Especially when that’s what she was. She didn’t know what sorts of crimes were being investigated. She didn’t know what sorts of crimes were committed, at least not beyond minor ones like the casino.
But she wasn’t involved in them. She wasn’t some sort of moll. The very idea was laughable. She wasn’t busty enough to be a moll. Oh, and she doubted most molls had PhDs, although she supposed it was possible.
Perhaps that was it. Everyone assuming she had no idea whom she shared a bed with, who he really was, was basically the same thing as them all patting her on the head and telling her they knew she was just a silly little woman, easily taken in by a handsome face, a flashy car—although that wasn’t fair; Greyson’s Jaguar wasn’t real
ly flashy—and some expensive gifts.
She did know who he was. She’d never been under any illusions about that, not ever.
But she knew who she was too. Part demon. In charge of a gang of little personal demons who spread misery everywhere they went, or at least tried to. Someone not perfect, in other words. But someone who felt perfect when she was with Greyson.
“Hey, I’m not trying to—” Brian started, but she cut him off.
“I’m sorry. I shouldn’t have snapped at you. This whole thing just puts me on edge.”
“I guess that’s understandable.”
“Yeah, but it’s not fair of me to take it out on you, especially not when you’re trying to help. It’s just been kind of a shit day, really, what with— Hey. Do you know anything about exorcists?”

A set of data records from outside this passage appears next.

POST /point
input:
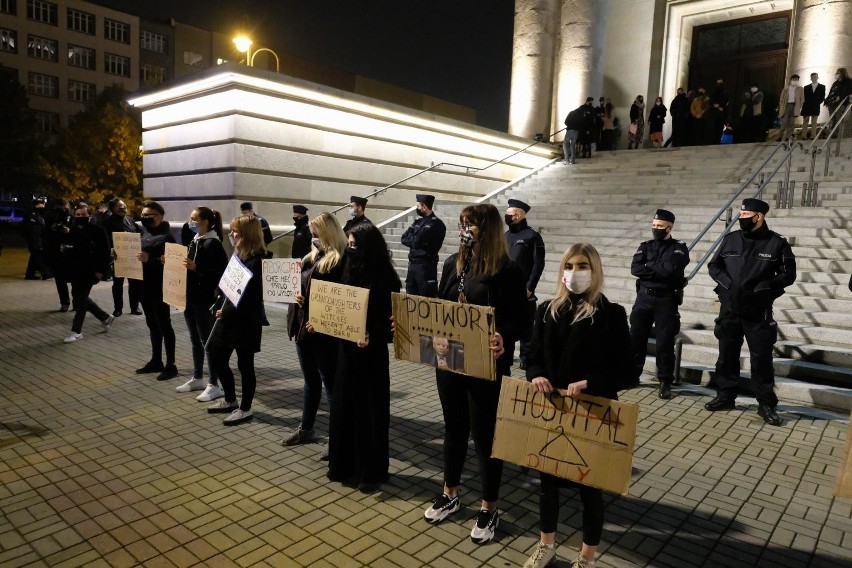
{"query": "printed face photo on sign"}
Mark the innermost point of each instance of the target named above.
(442, 353)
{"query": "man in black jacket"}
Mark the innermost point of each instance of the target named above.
(86, 256)
(751, 268)
(658, 266)
(526, 248)
(424, 237)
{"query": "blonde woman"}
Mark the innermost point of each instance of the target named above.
(580, 344)
(239, 328)
(317, 352)
(480, 273)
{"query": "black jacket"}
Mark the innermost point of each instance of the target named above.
(751, 271)
(659, 264)
(595, 349)
(526, 248)
(425, 237)
(505, 292)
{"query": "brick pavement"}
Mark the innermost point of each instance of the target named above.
(101, 467)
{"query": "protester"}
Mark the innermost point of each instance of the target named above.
(479, 273)
(581, 345)
(205, 263)
(358, 435)
(240, 327)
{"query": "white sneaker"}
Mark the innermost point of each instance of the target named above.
(212, 392)
(191, 385)
(73, 337)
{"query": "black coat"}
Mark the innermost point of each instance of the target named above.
(595, 349)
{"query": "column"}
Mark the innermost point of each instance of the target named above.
(532, 67)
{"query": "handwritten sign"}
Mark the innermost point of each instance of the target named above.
(844, 476)
(127, 246)
(235, 279)
(282, 278)
(174, 276)
(583, 438)
(339, 310)
(443, 334)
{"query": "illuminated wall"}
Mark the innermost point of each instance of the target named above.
(235, 133)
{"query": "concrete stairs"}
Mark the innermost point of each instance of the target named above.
(609, 201)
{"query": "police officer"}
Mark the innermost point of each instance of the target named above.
(302, 234)
(424, 237)
(356, 212)
(658, 265)
(526, 248)
(751, 268)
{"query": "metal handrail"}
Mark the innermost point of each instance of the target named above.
(468, 169)
(764, 182)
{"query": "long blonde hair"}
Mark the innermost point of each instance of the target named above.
(332, 242)
(251, 237)
(490, 252)
(588, 302)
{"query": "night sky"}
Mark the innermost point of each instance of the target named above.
(457, 50)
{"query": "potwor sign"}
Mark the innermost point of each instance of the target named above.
(339, 310)
(443, 334)
(583, 438)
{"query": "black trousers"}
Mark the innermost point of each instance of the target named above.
(422, 279)
(662, 313)
(548, 507)
(761, 333)
(470, 407)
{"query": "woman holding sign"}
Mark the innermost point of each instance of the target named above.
(358, 435)
(480, 273)
(580, 344)
(239, 328)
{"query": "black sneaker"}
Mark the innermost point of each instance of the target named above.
(443, 507)
(485, 525)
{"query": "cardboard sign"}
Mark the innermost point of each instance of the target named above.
(282, 278)
(174, 276)
(583, 438)
(844, 475)
(339, 310)
(443, 334)
(127, 246)
(235, 279)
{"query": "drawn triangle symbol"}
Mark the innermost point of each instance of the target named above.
(560, 448)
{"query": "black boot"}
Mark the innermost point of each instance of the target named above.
(768, 414)
(721, 402)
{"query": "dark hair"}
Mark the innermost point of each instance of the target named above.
(155, 206)
(213, 218)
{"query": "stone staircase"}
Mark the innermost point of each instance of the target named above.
(609, 201)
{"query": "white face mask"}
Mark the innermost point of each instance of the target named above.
(577, 282)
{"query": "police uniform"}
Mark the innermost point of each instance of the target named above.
(751, 269)
(526, 248)
(424, 238)
(301, 235)
(658, 266)
(355, 221)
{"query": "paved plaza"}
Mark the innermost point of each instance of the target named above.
(102, 467)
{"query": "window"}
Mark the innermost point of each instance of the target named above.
(117, 31)
(9, 7)
(81, 92)
(42, 48)
(43, 85)
(41, 11)
(81, 21)
(152, 74)
(48, 122)
(116, 65)
(8, 40)
(81, 57)
(153, 42)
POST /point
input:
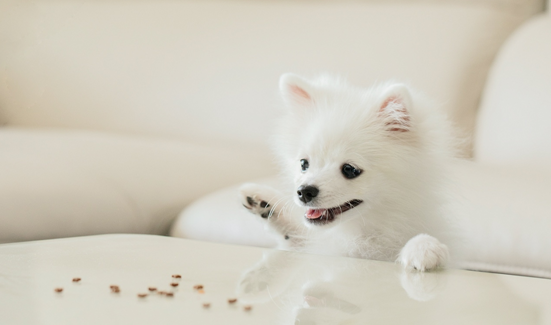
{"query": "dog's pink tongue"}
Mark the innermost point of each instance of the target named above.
(314, 213)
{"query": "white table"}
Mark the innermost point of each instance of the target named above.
(281, 287)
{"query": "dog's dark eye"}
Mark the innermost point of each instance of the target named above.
(350, 171)
(304, 164)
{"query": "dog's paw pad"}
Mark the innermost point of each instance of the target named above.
(256, 198)
(424, 253)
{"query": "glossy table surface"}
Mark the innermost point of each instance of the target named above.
(281, 287)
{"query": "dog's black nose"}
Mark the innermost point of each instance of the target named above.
(307, 193)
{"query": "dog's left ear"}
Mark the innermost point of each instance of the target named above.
(394, 108)
(295, 90)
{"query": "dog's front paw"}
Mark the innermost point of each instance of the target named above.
(424, 253)
(258, 199)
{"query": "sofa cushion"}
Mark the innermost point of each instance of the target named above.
(176, 68)
(513, 124)
(501, 213)
(59, 183)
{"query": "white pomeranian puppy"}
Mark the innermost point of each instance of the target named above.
(367, 172)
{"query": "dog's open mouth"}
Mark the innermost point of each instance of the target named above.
(324, 216)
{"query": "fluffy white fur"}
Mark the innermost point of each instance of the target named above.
(400, 144)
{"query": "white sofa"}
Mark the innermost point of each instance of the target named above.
(502, 196)
(118, 114)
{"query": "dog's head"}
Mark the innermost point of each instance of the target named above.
(347, 148)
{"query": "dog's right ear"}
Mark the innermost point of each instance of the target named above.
(295, 90)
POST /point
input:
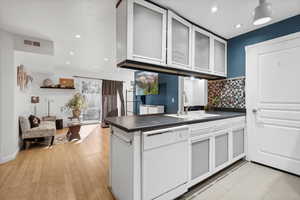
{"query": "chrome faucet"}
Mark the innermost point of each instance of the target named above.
(185, 103)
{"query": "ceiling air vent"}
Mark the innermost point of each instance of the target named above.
(32, 43)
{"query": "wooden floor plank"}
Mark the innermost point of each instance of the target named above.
(72, 171)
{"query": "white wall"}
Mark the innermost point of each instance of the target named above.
(58, 97)
(8, 119)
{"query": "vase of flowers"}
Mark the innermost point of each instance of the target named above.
(76, 104)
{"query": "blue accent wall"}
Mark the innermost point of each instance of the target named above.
(236, 46)
(168, 89)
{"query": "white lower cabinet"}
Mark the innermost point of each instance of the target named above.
(214, 146)
(200, 158)
(221, 149)
(238, 142)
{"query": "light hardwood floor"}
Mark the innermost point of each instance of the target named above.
(64, 172)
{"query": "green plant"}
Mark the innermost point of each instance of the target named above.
(215, 101)
(77, 102)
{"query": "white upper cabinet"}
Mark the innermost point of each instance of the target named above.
(202, 46)
(150, 34)
(220, 57)
(179, 42)
(144, 37)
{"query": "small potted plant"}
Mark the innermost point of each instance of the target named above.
(76, 104)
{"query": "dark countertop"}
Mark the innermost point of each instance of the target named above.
(152, 122)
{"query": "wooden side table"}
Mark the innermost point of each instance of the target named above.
(73, 132)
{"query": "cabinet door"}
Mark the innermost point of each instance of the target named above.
(179, 41)
(149, 33)
(201, 50)
(200, 158)
(238, 143)
(220, 57)
(221, 149)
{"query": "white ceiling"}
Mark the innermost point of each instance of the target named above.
(94, 20)
(60, 21)
(230, 13)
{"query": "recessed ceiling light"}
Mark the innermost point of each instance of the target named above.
(214, 8)
(238, 26)
(262, 13)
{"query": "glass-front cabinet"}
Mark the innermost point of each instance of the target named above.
(201, 50)
(179, 42)
(141, 32)
(150, 34)
(220, 57)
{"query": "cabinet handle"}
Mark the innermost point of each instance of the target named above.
(123, 139)
(159, 133)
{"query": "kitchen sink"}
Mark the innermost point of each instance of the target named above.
(194, 115)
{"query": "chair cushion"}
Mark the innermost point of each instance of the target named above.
(24, 124)
(34, 121)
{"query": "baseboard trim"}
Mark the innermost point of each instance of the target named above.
(9, 157)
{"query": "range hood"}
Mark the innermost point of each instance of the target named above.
(136, 65)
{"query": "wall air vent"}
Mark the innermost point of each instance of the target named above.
(32, 43)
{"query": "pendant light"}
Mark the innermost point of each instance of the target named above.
(262, 13)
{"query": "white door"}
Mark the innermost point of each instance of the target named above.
(273, 102)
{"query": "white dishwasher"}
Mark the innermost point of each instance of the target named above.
(165, 163)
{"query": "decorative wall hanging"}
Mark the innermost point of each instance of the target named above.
(23, 78)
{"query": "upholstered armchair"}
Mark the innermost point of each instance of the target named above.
(45, 129)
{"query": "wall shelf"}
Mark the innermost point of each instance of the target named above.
(43, 87)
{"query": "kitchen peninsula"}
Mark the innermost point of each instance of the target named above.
(161, 156)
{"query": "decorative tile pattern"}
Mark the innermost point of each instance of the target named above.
(227, 93)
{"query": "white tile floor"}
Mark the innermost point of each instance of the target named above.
(248, 181)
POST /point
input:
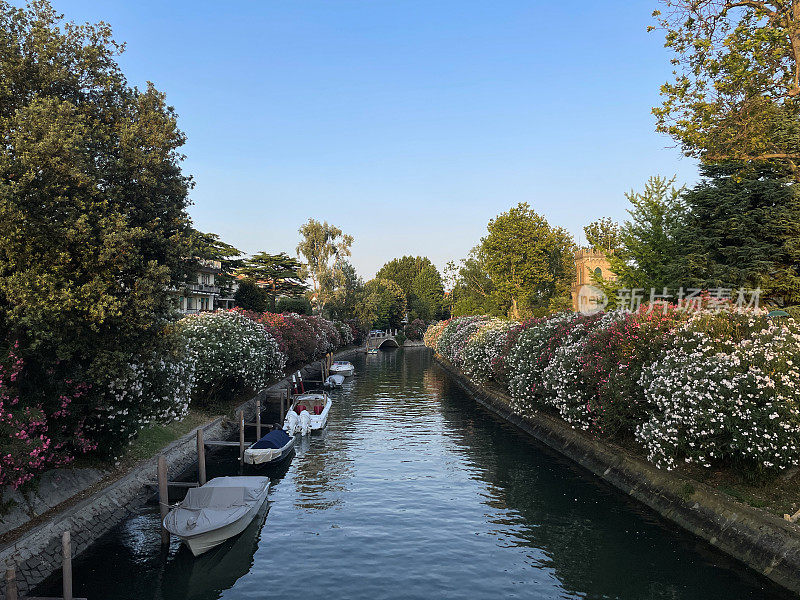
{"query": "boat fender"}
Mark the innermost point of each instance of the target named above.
(305, 422)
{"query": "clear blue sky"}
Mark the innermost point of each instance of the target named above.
(409, 124)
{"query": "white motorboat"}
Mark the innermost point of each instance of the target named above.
(270, 449)
(342, 367)
(308, 412)
(334, 381)
(217, 511)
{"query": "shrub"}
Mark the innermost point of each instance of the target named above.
(456, 335)
(432, 334)
(563, 385)
(230, 352)
(345, 332)
(483, 350)
(155, 387)
(39, 432)
(300, 306)
(532, 352)
(613, 356)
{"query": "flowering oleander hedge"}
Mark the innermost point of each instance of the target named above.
(40, 433)
(303, 338)
(230, 351)
(155, 387)
(715, 388)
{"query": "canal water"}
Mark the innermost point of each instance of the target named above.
(414, 491)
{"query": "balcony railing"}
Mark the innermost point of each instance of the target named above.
(203, 287)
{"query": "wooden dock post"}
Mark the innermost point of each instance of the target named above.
(66, 562)
(258, 419)
(201, 458)
(241, 436)
(163, 497)
(11, 584)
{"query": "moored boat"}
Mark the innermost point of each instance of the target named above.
(217, 511)
(308, 412)
(270, 449)
(334, 381)
(342, 367)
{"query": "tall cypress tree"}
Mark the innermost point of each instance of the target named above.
(742, 229)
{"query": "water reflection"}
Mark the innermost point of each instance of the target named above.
(415, 492)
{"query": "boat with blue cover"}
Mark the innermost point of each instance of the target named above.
(270, 449)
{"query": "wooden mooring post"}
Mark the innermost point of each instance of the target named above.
(241, 436)
(201, 458)
(258, 419)
(163, 497)
(66, 565)
(12, 592)
(11, 584)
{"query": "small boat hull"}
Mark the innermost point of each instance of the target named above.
(268, 456)
(217, 528)
(334, 381)
(206, 541)
(293, 425)
(343, 368)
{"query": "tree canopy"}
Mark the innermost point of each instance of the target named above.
(93, 221)
(383, 305)
(741, 232)
(529, 262)
(278, 274)
(323, 247)
(603, 234)
(420, 281)
(648, 240)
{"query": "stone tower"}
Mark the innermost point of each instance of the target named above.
(588, 263)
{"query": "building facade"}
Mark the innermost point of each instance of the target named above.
(201, 294)
(589, 264)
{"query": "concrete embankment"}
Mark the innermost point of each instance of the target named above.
(36, 553)
(765, 543)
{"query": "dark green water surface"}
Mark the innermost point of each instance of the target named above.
(416, 492)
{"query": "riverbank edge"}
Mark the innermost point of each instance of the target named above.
(36, 553)
(761, 541)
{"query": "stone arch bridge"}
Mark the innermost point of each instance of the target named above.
(382, 339)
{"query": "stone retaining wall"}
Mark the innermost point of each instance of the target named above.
(37, 553)
(762, 541)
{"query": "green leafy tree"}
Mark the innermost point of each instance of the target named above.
(472, 290)
(427, 294)
(736, 85)
(93, 222)
(324, 247)
(347, 290)
(278, 274)
(603, 234)
(648, 243)
(741, 232)
(529, 262)
(403, 271)
(250, 296)
(383, 304)
(423, 296)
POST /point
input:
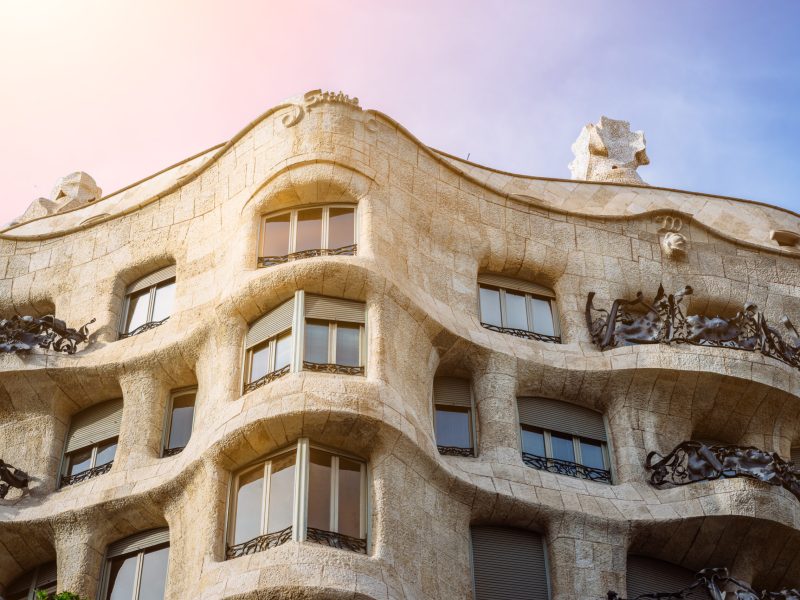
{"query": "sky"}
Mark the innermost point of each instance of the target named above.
(123, 88)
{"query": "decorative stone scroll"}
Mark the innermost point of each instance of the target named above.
(22, 334)
(693, 461)
(718, 585)
(662, 321)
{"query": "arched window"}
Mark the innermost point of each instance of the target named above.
(265, 511)
(564, 438)
(508, 564)
(25, 587)
(91, 442)
(518, 308)
(136, 567)
(305, 232)
(148, 302)
(453, 421)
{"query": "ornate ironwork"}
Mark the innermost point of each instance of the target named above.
(455, 451)
(336, 540)
(254, 385)
(332, 368)
(716, 584)
(21, 334)
(662, 322)
(260, 543)
(523, 333)
(142, 328)
(693, 461)
(268, 261)
(11, 477)
(565, 467)
(87, 474)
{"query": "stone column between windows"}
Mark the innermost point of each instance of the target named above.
(495, 387)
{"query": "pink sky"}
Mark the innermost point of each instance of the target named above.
(121, 89)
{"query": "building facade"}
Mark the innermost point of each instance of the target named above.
(324, 360)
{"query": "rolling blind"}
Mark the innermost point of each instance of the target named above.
(334, 309)
(515, 284)
(451, 391)
(276, 321)
(648, 576)
(139, 541)
(94, 425)
(508, 564)
(562, 417)
(152, 279)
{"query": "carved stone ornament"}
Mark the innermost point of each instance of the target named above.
(315, 98)
(673, 243)
(662, 321)
(22, 334)
(715, 584)
(609, 151)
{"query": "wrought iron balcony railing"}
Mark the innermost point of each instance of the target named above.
(715, 584)
(524, 333)
(87, 474)
(21, 334)
(260, 543)
(565, 467)
(693, 461)
(269, 377)
(142, 328)
(268, 261)
(636, 321)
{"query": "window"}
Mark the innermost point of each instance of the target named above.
(180, 420)
(453, 416)
(269, 346)
(91, 442)
(508, 564)
(305, 232)
(518, 308)
(333, 340)
(331, 509)
(25, 587)
(564, 438)
(148, 302)
(136, 567)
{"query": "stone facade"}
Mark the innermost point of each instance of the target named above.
(428, 224)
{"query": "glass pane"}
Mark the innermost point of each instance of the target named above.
(180, 429)
(316, 343)
(563, 449)
(283, 351)
(259, 362)
(281, 492)
(341, 227)
(275, 240)
(249, 500)
(516, 313)
(121, 580)
(533, 442)
(309, 230)
(592, 454)
(154, 574)
(319, 490)
(350, 497)
(106, 452)
(165, 298)
(490, 307)
(138, 305)
(347, 350)
(79, 461)
(542, 317)
(453, 427)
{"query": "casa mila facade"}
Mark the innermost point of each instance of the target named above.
(325, 361)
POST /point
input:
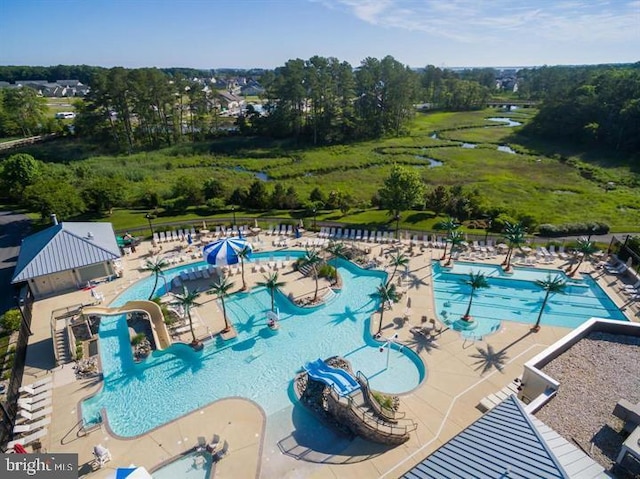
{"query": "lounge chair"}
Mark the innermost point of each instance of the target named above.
(102, 455)
(33, 391)
(632, 287)
(32, 426)
(26, 440)
(35, 415)
(222, 452)
(46, 381)
(35, 399)
(619, 269)
(31, 408)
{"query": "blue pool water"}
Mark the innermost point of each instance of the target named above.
(259, 364)
(195, 465)
(516, 297)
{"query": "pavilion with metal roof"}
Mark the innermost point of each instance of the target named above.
(66, 256)
(504, 443)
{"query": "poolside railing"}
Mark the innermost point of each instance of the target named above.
(371, 421)
(379, 409)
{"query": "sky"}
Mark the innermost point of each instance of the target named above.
(213, 34)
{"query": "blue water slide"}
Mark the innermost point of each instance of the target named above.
(340, 379)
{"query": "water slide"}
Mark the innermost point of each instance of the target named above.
(340, 379)
(159, 329)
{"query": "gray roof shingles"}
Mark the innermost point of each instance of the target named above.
(65, 246)
(503, 443)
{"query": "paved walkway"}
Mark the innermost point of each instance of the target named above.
(460, 374)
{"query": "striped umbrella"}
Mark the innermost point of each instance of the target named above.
(225, 251)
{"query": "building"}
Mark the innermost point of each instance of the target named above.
(67, 256)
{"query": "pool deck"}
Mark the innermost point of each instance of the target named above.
(460, 374)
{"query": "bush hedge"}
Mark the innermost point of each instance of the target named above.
(572, 229)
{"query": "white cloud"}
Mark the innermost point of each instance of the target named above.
(470, 21)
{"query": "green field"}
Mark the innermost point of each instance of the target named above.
(551, 183)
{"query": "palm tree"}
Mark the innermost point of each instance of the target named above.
(242, 255)
(396, 259)
(311, 258)
(585, 249)
(449, 225)
(338, 250)
(385, 293)
(221, 289)
(271, 283)
(187, 300)
(155, 265)
(455, 238)
(476, 281)
(550, 285)
(514, 234)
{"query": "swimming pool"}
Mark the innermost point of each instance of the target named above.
(516, 297)
(259, 364)
(195, 465)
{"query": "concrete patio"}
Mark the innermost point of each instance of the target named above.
(459, 374)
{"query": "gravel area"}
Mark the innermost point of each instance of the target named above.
(594, 375)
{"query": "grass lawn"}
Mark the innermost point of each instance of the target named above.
(552, 183)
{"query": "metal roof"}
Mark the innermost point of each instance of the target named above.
(503, 444)
(65, 246)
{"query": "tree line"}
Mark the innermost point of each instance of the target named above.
(593, 106)
(72, 190)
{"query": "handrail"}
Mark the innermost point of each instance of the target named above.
(371, 421)
(385, 412)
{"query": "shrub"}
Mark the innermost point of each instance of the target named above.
(327, 271)
(384, 400)
(79, 350)
(11, 320)
(572, 229)
(138, 338)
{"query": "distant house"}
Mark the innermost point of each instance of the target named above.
(252, 88)
(58, 89)
(230, 101)
(66, 256)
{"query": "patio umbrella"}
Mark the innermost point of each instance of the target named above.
(224, 251)
(131, 472)
(19, 449)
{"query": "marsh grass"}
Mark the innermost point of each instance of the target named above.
(554, 183)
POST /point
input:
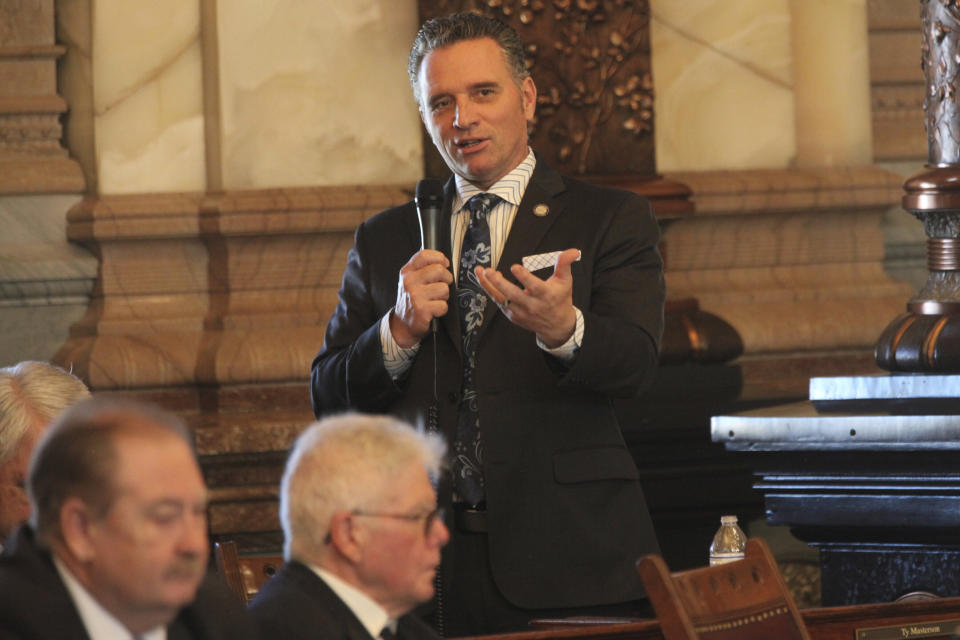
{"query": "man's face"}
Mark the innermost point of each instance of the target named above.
(474, 111)
(14, 504)
(400, 558)
(150, 549)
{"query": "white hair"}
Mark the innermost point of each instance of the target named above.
(33, 393)
(346, 462)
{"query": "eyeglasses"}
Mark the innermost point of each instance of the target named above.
(428, 518)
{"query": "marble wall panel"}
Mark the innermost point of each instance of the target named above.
(724, 86)
(316, 93)
(147, 96)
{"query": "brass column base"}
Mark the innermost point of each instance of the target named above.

Brian’s eyebrows shot up. “I think if you’re planning on breaking up with Greyson, you could find a less dramatic way to do it, don’t you?”
“Ha ha. No, I mean for real. Or not real, I guess.”
“Oh, it makes so much sense now.”
The laugh felt good, and sharing it with someone felt even better. Laughter wasn’t a rare occurrence in her life, it had just been a particularly bad day. “One of my patients thinks he’s possessed. Apparently he’s found one of those faith-healer guys, you know the ones I mean?”
“Oh. Right. That kind of exorcism. Not Catholic.”
“No. Sorry, I probably should have said.” She’d actually forgotten for a second that Brian was Catholic, a regular mass-goer and everything. Of course he’d be picturing chanting and pea soup or whatever.
Brian leaned forward, grabbed his almost-empty Coke can and twisted it in his hands. Without speaking Megan got up, opened the sliding patio doors, and handed him the heavy glass ashtray she kept in the liquor cabinet.
He blinked. “Oh. No, that’s okay, I—oh, what the hell.”
Megan smothered her smile and sat back down as he pulled a pack of cigarettes and a cheap plastic lighter out of his pocket. Brian claimed not to smoke. And true, he didn’t smoke a lot; she’d spent entire days with him in which he didn’t even reach for a cigarette. But she’d never met an actual nonsmoker who smoked as much as he did.